# Short video of Ziggy being cute with Baby



## Aly (Jul 30, 2007)

followed by some midless chatter...and an attempt to eat my camera...


----------



## Rosie (Aug 27, 2007)

Gorgeous as usual. Baby makes me laugh for some reason (don't worry in a nice way ) 

Also, Mine always bite the camera like that...its so annoying because they've broken it twice


----------



## Aly (Jul 30, 2007)

Rosie! Change the # of tiels you have in your profile!


----------



## Rosie (Aug 27, 2007)

Babyluv12 said:


> Rosie! Change the # of tiels you have in your profile!

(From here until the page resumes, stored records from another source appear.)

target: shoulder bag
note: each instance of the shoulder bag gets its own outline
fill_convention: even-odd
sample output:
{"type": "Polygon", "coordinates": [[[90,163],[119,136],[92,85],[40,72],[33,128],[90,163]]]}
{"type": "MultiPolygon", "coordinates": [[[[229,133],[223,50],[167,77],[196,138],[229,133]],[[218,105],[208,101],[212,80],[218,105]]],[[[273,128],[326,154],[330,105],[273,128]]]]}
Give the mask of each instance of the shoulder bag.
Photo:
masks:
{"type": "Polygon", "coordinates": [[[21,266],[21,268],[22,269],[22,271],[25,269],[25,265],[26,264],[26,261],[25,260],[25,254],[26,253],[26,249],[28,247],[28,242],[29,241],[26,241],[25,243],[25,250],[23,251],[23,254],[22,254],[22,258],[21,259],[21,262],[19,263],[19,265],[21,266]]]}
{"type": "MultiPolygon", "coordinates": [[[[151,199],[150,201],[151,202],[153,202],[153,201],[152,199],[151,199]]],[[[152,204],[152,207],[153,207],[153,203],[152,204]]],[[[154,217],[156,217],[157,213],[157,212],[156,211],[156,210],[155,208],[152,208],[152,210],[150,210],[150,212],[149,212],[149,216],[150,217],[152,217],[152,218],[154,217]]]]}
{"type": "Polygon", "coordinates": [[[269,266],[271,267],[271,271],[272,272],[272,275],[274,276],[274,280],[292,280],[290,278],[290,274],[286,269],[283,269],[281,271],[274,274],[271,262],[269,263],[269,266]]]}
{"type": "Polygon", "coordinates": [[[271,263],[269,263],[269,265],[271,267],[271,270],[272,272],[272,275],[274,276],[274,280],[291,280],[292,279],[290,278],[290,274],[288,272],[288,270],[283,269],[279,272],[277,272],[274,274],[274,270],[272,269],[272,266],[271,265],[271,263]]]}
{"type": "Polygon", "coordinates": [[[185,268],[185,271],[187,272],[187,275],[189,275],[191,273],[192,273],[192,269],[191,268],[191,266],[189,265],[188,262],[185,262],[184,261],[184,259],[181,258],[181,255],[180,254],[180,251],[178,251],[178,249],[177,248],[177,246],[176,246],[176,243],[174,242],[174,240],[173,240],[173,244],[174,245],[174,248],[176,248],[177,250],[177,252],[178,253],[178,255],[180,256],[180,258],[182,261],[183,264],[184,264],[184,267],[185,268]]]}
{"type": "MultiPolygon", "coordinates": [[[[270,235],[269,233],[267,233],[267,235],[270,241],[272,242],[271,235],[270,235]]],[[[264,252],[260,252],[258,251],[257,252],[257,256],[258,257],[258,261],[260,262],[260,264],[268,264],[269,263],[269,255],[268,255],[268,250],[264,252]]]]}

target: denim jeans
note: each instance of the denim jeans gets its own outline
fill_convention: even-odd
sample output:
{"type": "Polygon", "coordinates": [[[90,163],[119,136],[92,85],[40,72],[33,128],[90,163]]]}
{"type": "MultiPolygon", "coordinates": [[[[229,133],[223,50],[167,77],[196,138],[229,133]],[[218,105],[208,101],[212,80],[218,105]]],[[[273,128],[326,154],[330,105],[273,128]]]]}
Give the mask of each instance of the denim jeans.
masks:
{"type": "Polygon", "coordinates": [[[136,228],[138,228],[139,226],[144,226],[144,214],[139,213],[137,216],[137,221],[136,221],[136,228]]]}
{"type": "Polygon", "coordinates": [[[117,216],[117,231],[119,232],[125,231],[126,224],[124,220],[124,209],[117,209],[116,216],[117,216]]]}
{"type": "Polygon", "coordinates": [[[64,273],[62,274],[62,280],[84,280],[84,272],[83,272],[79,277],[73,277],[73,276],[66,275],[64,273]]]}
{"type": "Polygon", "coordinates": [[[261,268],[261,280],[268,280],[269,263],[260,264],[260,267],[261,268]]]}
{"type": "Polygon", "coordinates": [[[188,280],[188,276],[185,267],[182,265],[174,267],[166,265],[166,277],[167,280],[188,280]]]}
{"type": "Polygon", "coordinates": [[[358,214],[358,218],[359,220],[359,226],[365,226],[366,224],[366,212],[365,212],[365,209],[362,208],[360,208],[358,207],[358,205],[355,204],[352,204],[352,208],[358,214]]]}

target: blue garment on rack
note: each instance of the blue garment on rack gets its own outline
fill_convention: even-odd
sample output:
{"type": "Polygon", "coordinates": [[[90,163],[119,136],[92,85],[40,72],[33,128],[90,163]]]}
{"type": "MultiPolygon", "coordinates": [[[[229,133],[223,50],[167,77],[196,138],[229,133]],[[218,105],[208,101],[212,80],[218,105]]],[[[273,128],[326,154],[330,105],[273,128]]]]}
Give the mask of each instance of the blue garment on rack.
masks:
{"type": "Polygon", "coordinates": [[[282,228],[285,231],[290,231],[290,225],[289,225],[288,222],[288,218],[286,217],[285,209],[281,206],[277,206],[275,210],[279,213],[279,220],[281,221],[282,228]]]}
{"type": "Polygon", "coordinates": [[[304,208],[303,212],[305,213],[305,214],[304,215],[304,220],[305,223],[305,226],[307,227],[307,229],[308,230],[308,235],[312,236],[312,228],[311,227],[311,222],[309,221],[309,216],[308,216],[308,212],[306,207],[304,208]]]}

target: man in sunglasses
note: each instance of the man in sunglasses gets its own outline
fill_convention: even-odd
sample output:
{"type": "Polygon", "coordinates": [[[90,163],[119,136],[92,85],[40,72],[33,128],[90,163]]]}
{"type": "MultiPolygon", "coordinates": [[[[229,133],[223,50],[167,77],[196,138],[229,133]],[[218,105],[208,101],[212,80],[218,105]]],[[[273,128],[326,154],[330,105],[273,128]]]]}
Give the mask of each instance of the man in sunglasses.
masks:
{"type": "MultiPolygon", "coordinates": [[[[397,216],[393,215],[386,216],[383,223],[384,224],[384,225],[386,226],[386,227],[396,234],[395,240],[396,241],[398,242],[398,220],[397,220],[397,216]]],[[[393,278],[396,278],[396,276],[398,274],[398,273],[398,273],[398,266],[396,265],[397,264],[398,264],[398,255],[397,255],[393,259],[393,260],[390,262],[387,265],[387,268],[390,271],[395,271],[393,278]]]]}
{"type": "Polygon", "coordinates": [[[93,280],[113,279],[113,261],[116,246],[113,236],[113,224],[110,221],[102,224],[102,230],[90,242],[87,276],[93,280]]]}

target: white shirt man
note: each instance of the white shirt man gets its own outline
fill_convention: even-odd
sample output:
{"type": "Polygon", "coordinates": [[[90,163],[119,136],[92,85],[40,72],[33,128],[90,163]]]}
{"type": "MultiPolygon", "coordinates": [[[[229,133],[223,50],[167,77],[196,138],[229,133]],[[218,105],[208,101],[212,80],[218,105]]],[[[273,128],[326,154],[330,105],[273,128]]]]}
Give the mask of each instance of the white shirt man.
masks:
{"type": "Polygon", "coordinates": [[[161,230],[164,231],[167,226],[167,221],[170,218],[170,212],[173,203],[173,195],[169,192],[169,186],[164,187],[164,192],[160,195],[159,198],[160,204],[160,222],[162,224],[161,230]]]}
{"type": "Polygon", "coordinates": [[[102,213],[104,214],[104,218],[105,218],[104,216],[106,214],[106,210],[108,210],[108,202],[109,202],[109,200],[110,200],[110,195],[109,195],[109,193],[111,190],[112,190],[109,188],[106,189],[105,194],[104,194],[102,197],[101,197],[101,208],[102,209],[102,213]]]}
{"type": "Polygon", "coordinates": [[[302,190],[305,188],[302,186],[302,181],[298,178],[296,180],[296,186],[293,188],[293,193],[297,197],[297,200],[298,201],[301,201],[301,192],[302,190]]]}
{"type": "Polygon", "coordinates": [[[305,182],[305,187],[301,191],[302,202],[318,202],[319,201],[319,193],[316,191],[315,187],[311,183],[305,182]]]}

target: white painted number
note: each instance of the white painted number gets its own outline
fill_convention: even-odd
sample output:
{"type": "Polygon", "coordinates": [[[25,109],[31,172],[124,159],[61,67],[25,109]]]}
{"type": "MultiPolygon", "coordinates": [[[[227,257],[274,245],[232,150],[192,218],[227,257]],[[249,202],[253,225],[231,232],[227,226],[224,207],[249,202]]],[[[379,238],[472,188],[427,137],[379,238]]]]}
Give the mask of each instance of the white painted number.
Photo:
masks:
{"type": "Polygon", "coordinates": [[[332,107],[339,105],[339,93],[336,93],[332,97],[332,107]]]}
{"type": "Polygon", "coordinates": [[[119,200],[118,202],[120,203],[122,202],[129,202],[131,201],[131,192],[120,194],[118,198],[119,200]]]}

Good point lol. Going off to do it right now.


----------



## Laura (Jul 30, 2007)

Minnie loved the video of Ziggy's chatter she was quite impressed with him bobbing her head and chatting back....lol


----------



## Aly (Jul 30, 2007)

laurago said:


> Minnie loved the video of Ziggy's chatter she was quite impressed with him bobbing her head and chatting back....lol


LOL! Maybe she thought it was Ollie


----------



## Laura (Jul 30, 2007)

Babyluv12 said:


> LOL! Maybe she thought it was Ollie


They do look alike don't they......LOL


----------



## Bea (Jul 26, 2007)

Ziggy is such a sweetie.


----------



## Sophia (Aug 11, 2007)

They are such cuties! Chatting to the mirror.Aww
Earl doesn't like the mirror when he see's himself he bites it. I think, he thinks it is another cockatiel. lol!


----------



## Laura (Jul 30, 2007)

sophiay said:


> Earl doesn't like the mirror when he see's himself he bites it. I think, he thinks it is another cockatiel. lol!


How old is Earl?

Its ok I got your answer to his age on another post...lol


----------



## Sophia (Aug 11, 2007)

laurago said:


> How old is Earl?
> 
> Its ok I got your answer to his age on another post...lol


LOL! we keep going around finding out the answers to some of our questions we have asked each other on other posts


----------



## Aly (Jul 30, 2007)

sophiay said:


> LOL! we keep going around finding out the answers to some of our questions we have asked each other on other posts


lol- yup- your little Earl is a Pearl!


----------



## kyliesmom07 (Dec 11, 2007)

Ok I have decided to start of a foundation to help cute birdies and Ziggy gets to come first hope ya don't mind but its for his best interest that he come live with me forever. Good now that we have that settled!


----------



## Aly (Jul 30, 2007)

kyliesmom07 said:


> Ok I have decided to start of a foundation to help cute birdies and Ziggy gets to come first hope ya don't mind but its for his best interest that he come live with me forever. Good now that we have that settled!


Over my dead body..LOL


----------



## xxxSpikexxx (Jul 30, 2007)

Cute  Spike likes the mirror too, when I pop him in front of the mirror the first thing he usually says is peekaboo


----------